Oh, and of course, like all the best people - Barack Obama, Muhammed Ali etc, Conan is Irish! At the end of the essay he says that the Cimmerians were the ancestors of the fighting Irish and Scots stock.

Figs, Phoenix on the Sword was the first Conan story.Though it started life as a King Kull tale, Howard switched protagonists. There were however a number of stories written prior to Scarlet Citadel, so the ordering of the stories is a bit odd. The Conan novel you may be thinking of was published in paperback as Conan the Conqueror, originally titled Hour of the Dragon it is one of Howard's best. Howard had written it with hopes of breaking into the UK where there was no market for his short stories.
I'll probably read the rest of the short stories.
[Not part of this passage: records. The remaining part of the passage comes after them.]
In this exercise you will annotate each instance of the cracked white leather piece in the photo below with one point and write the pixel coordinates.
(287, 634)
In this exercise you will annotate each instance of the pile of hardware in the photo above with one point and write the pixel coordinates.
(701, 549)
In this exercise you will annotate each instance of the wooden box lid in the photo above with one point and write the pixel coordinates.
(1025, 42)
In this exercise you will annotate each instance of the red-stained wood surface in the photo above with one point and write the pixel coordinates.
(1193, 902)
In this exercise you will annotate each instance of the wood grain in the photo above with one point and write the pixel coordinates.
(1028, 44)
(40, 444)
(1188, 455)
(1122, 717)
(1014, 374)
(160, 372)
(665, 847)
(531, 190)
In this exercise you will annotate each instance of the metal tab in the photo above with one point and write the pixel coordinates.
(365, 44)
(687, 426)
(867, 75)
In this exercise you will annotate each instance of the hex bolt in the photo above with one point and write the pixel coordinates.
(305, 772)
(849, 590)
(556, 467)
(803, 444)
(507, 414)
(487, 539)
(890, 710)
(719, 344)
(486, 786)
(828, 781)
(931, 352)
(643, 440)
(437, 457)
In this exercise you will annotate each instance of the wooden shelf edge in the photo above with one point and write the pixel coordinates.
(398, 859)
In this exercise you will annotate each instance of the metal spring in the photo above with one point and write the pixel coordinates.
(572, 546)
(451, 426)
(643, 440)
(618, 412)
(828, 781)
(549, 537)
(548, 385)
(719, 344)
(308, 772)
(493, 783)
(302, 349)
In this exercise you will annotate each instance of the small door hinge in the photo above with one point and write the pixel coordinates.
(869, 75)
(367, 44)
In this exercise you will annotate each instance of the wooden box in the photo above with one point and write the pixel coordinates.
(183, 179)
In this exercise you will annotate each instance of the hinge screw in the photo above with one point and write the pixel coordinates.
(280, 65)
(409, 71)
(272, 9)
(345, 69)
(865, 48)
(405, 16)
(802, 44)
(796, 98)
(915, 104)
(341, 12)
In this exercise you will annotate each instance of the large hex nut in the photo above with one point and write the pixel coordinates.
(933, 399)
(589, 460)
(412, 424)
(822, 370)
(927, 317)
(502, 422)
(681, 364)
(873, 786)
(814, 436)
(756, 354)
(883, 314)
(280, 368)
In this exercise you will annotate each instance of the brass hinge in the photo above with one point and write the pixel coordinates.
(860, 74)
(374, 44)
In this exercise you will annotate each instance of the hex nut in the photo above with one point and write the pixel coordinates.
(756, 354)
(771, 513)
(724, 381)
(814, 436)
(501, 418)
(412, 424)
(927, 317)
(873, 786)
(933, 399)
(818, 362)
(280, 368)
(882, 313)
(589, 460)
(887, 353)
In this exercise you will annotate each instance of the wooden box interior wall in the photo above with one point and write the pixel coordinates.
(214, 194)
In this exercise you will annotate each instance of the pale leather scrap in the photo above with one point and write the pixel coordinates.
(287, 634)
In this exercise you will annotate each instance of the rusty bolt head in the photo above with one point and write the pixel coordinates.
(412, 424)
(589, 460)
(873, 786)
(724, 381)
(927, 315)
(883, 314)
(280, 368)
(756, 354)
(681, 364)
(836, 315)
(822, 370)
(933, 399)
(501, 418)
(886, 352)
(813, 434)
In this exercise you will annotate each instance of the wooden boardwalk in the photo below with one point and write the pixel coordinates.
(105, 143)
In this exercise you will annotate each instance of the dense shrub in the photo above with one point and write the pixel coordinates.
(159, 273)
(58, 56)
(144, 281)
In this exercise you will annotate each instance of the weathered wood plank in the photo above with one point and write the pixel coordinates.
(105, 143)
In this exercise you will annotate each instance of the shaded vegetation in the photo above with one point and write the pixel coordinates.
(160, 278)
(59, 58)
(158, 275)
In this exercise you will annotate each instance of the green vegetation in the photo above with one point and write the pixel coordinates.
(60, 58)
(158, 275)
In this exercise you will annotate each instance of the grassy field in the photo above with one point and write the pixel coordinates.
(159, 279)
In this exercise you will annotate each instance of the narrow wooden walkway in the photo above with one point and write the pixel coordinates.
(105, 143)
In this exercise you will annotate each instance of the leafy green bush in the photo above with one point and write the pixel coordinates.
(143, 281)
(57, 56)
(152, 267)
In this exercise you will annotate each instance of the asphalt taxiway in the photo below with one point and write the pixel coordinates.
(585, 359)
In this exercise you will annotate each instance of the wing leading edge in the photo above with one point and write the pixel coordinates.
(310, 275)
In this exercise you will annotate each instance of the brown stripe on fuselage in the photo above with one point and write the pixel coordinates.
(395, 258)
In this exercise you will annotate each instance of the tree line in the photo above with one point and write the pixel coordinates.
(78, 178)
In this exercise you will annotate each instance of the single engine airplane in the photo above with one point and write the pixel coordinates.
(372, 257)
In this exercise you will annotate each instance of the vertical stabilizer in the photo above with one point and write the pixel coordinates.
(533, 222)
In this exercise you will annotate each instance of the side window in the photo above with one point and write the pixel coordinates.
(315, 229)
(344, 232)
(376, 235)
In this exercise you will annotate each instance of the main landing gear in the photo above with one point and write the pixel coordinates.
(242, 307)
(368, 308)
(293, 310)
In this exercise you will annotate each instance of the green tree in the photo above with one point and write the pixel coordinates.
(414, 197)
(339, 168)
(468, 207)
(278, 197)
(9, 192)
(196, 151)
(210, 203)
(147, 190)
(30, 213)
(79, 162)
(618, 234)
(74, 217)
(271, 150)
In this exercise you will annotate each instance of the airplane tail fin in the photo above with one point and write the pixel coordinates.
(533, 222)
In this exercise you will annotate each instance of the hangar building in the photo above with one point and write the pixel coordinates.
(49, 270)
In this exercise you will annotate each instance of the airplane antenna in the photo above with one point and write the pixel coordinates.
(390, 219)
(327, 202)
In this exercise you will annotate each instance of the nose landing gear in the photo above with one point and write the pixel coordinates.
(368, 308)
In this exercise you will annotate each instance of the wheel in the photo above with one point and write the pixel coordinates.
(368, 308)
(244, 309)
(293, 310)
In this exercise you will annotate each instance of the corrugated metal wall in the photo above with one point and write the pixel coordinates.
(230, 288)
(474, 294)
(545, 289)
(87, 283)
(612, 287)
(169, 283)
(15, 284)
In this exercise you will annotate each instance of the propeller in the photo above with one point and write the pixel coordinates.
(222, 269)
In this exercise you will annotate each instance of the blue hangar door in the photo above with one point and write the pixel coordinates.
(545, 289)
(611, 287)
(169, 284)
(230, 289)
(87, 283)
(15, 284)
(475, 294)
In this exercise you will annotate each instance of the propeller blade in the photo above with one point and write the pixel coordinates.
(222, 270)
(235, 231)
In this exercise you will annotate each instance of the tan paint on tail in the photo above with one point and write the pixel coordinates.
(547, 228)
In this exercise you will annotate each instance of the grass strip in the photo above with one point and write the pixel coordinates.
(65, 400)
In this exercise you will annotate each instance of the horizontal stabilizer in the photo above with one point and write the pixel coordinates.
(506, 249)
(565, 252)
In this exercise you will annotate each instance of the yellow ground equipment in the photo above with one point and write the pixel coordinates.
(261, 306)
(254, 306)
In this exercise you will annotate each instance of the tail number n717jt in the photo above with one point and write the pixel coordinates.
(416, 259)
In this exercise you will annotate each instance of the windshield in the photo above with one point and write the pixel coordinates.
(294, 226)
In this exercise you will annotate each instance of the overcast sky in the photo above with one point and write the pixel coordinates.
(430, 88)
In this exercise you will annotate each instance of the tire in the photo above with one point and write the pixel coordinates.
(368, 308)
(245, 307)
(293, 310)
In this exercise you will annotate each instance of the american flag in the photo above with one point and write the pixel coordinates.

They are certainly enjoyable. I'll treat myself to the novel if I finish them. This is the first time I've read them in the order they were published (more or less!) I've just read tower of the elephant..
Still on Conan - almost finished 'Black Colossus' even though no-one/nothing answering to that description has yet appeared in the story.

My question is - are these stories now out of copyright or something? It's just the impression I'm getting from my collection. It's a neat enough publication and publishers I've heard of, but it was obviously printed to be sold cheaply.

(The price sticker says "$29.99 - reduced to $7.99" but they aren't fooling me...)
The Conan collections published by Del Ray indicate copyright is held by Conan Properties LLC, and the Conan name is trademarked.
Rob Staeger said:
Just started reading The Yiddish Policemen's Union by Michael Chabon. So far, I'm enjoying this strange mix of alternative history and police procedural.

I started on this yesterday myself.
I've been reading Thomas Pynchon's novel Inherent Vice. For Pynchon, it's a relatively straightforward detective story. Still has the usual quirky characters, and a probable conspiracy behind everything. His last couple books were 1,000 page doorstops, which I didn't feel up to. But I've been enjoying this so much that I might go back and give the bigger ones a shot.